En effet, la notion de fiction apparaît souvent dans les réflexions des philosophes obsédés par les notions de vérité et d’exactitude. Des descriptions définies analysées par Russell (analysant la proposition « L’actuel roi de France est chauve ») à la philosophie « en action » que Wittgenstein voyait dans la littérature, aussi bien dans Tolstoï ou Dostoïevski que dans les romans policiers, les exemples ne manquent pas ; comme si, pour chercher les fondements de la connaissance ou la source de la certitude, il fallait en passer par les inventions de l’esprit. Y a-t-il une vérité dans la fiction ? Ou, pour prendre le problème à l’envers, tout système de vérification, toute épistémologie, n’est-elle pas elle aussi une construction fictionnelle ? Trois mille ans à t’attendre semble être un exposé pratique de ces questionnements, des paradoxes et des questions qu’ils soulèvent. Car ni l’un ni l’autre des personnages n’est le « tenant de la vérité » ou le « maître de la fiction » : les rôles s’inversent, entre celui qui possède la connaissance instinctive et naturelle (le Djinn) et celle qui ne cesse de l’interroger, de questionner socratiquement les fondements de ses pouvoirs (le souhait suprême, n’est-ce pas de ne plus rien souhaiter ?).
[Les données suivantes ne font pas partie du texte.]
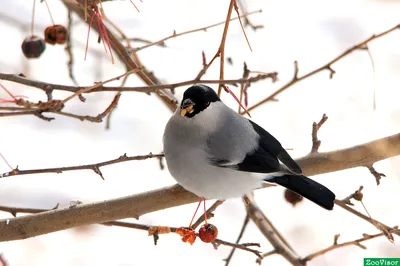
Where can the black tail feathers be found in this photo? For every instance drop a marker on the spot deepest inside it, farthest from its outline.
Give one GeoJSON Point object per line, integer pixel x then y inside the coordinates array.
{"type": "Point", "coordinates": [307, 188]}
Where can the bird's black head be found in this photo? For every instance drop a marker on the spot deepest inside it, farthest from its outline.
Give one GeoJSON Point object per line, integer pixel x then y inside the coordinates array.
{"type": "Point", "coordinates": [196, 99]}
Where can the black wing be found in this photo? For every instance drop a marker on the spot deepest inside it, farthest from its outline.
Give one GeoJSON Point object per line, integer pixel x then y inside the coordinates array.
{"type": "Point", "coordinates": [265, 159]}
{"type": "Point", "coordinates": [269, 146]}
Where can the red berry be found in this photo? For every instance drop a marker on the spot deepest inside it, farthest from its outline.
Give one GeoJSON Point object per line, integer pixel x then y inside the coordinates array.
{"type": "Point", "coordinates": [208, 233]}
{"type": "Point", "coordinates": [56, 34]}
{"type": "Point", "coordinates": [33, 46]}
{"type": "Point", "coordinates": [292, 197]}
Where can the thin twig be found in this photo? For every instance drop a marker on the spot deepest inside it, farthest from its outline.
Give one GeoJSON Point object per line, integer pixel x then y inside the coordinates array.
{"type": "Point", "coordinates": [221, 49]}
{"type": "Point", "coordinates": [209, 213]}
{"type": "Point", "coordinates": [149, 228]}
{"type": "Point", "coordinates": [269, 231]}
{"type": "Point", "coordinates": [85, 90]}
{"type": "Point", "coordinates": [374, 222]}
{"type": "Point", "coordinates": [172, 196]}
{"type": "Point", "coordinates": [174, 35]}
{"type": "Point", "coordinates": [241, 25]}
{"type": "Point", "coordinates": [327, 66]}
{"type": "Point", "coordinates": [245, 223]}
{"type": "Point", "coordinates": [264, 255]}
{"type": "Point", "coordinates": [356, 242]}
{"type": "Point", "coordinates": [95, 167]}
{"type": "Point", "coordinates": [315, 128]}
{"type": "Point", "coordinates": [376, 174]}
{"type": "Point", "coordinates": [68, 49]}
{"type": "Point", "coordinates": [153, 88]}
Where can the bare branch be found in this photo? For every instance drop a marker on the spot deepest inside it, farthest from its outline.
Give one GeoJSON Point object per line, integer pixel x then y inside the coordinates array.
{"type": "Point", "coordinates": [356, 242]}
{"type": "Point", "coordinates": [270, 232]}
{"type": "Point", "coordinates": [381, 226]}
{"type": "Point", "coordinates": [221, 49]}
{"type": "Point", "coordinates": [314, 134]}
{"type": "Point", "coordinates": [174, 35]}
{"type": "Point", "coordinates": [327, 66]}
{"type": "Point", "coordinates": [145, 75]}
{"type": "Point", "coordinates": [376, 174]}
{"type": "Point", "coordinates": [153, 88]}
{"type": "Point", "coordinates": [95, 167]}
{"type": "Point", "coordinates": [140, 204]}
{"type": "Point", "coordinates": [209, 213]}
{"type": "Point", "coordinates": [245, 223]}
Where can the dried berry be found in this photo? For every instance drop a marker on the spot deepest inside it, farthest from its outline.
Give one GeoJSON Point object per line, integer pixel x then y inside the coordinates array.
{"type": "Point", "coordinates": [56, 34]}
{"type": "Point", "coordinates": [33, 46]}
{"type": "Point", "coordinates": [358, 195]}
{"type": "Point", "coordinates": [292, 197]}
{"type": "Point", "coordinates": [187, 234]}
{"type": "Point", "coordinates": [208, 233]}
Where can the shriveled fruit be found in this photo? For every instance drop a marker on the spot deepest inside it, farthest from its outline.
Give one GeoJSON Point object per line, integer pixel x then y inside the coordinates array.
{"type": "Point", "coordinates": [33, 46]}
{"type": "Point", "coordinates": [187, 234]}
{"type": "Point", "coordinates": [208, 233]}
{"type": "Point", "coordinates": [56, 34]}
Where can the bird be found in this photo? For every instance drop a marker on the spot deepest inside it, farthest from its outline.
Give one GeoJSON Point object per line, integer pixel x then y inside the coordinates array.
{"type": "Point", "coordinates": [216, 153]}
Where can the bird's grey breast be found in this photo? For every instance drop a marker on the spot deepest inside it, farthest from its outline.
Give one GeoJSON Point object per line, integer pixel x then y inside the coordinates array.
{"type": "Point", "coordinates": [234, 139]}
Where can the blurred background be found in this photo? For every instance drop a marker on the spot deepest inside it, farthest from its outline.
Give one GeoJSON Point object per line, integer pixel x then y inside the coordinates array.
{"type": "Point", "coordinates": [309, 31]}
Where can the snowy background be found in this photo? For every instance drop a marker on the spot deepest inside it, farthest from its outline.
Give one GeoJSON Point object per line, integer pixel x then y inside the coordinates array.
{"type": "Point", "coordinates": [309, 31]}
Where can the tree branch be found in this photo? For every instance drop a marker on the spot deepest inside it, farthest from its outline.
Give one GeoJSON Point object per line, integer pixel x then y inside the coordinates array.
{"type": "Point", "coordinates": [95, 167]}
{"type": "Point", "coordinates": [269, 231]}
{"type": "Point", "coordinates": [163, 198]}
{"type": "Point", "coordinates": [327, 66]}
{"type": "Point", "coordinates": [151, 88]}
{"type": "Point", "coordinates": [356, 242]}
Pour sortir de cette dialectique entre fiction et vérité, entre croyance et connaissance, on pourrait dire que Trois mille ans à t’attendre traite de l’expérience du monde, et même de l’expérience du monde au second degré ; alors ce ne serait pas une parabole épistémologique, mais métaphysique. Car ce qu’ont en commun les récits pseudo-orientalistes hauts en couleurs et les théories scientifiques qui parsèment le film (on croise Albert Einstein et on visite un accélérateur de particules), ce sont d’être des expériences au second degré, des tentatives d’explication, d’organisation a posteriori du monde. Le plus gros du film, d’ailleurs, se déroule dans le confort d’une chambre d’hôtel où les personnages racontent des histoires – même quand les personnages rentrent à Londres, c’est à l’intérieur de la maison que se fait la majeure partie du récit. Jusqu’au dénouement, les personnages ne font qu’expliquer, parler, et ne vivent jamais « au premier degré » ; on peut d’ailleurs remarquer l’omniprésence des voix (idée de génie du film : avoir choisi Tilda Swinton et Idris Elba, leurs voix si belles et leurs accents si particuliers), qui ne s’effacent jamais plus de quelques secondes, chose rare dans ce genre de mise en abyme cinématographique, où la voix a tendance à disparaître jusqu’au retour au récit « principal ».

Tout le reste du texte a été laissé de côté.